In cells with more than 1000 virus reads per million transcripts, expression of clear effectors of apoptosis (e.g. caspases) does not show a strong correlation with virus amounts - CASP6 actually shows a negative correlation -, but DDIT3/CHOP and its downstream targets TRIB3 and PPP1R15A/GADD34, which are usually assumed as mediator of apoptosis, all show distinctive upregulation in cells with large intracellular virus amounts (Sano and Reed, 2013; Szegezdi et al., 2006). Positive regulator of apoptosis BBC3/PUMA shows a modest correlation of 0.17. Genes are sorted by correlation with intracellular DENV amount.
Figure 3—figure supplement 2.. Cells with the highest intracellular ZIKV amounts show ER stress response, increased CASP3 and reduced ATF4 expression.
Similar to Figure 3—figure supplement 1 (which is for DENV). In cells with more than 10 Zika virus reads per million transcripts, expression of caspases is not correlated with intracellular virus amount with the exception of CASP3 (positive correlation, unlike for DENV) and CASP6 (negative correlation, like for DENV). A major difference between the two viruses is the expression of ATF4 and EDEM1, the other ER stress response genes behaving in a similar manner for both viruses. Genes are sorted by correlation with intracellular ZIKV amount.
Figure 4.. Temporally complex expression patterns during dengue and Zika infection.
(A) t-SNE dimensionality reduction using all genes that correlate with at least one virus (<−0.4 or >0.4). Each dot is a cell and is colored by intracellular virus abundance (left panel) and time post-infection (right panel). Colors are shades of red for the dengue experiment, shades of blue for the Zika one. Arrows in the left panel indicate the average position of cells at increasing intracellular virus abundance. (B) Expression of four example genes as in Figure 3B–E on top of the t-SNE visualization. (C) Correlation between expression and Zika vRNA content switches from negative to positive (< −0.3 to >+0.3) for one gene (left panel) and in the opposite direction for 10 genes (right panel). Error bars are standard deviations of 100 bootstraps over cells. Unlike in dengue virus infection (Figure 2G), the temporal traces of Zika infection do not show a simple increase or decrease but rather complex dynamics.

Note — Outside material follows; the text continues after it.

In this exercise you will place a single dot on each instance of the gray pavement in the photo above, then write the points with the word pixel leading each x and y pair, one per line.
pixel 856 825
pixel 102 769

Figure 5.. Validation of DENV proviral and antiviral candidate genes via siRNA-mediated knockdown and ectopic expression.
DENV infection relative to NT siRNA (A) or empty plasmid (B) controls following siRNA-mediated knockdown (A) or overexpression (B) of the indicated host factors measured by luciferase assays at 48 hr post-infection of Huh7 cells and normalized to cell viability. Both data sets are pooled from two independent experiments with three replicates each. The dotted lines represent the cutoffs for positivity. Cellular viability measurements are shown in Figure 2—figure supplement 2.
Figure 5—figure supplement 1.. siRNA (A) and ectopic expression (B) screens testing the involvement of the indicated host factors in DENV infection.
Overall DENV infection (black) measured by luciferase assays and relative cell viability (grey) measured by alamarBlue assays at 48 hr post-infection of siRNA-transfected or ectopically expressing Huh7 cells. Data are expressed relative to NT siRNA (A) or empty plasmid control (B). Data are an average of two independent screens with three replicates each. The dotted lines represent the cutoffs for positivity.
Figure 5—figure supplement 2.. vRNA level versus gene expression across all time points and MOIs during DENV infection for 32 genes with interesting dynamics that were picked for validation via loss-of-function and gain-of-function experiments.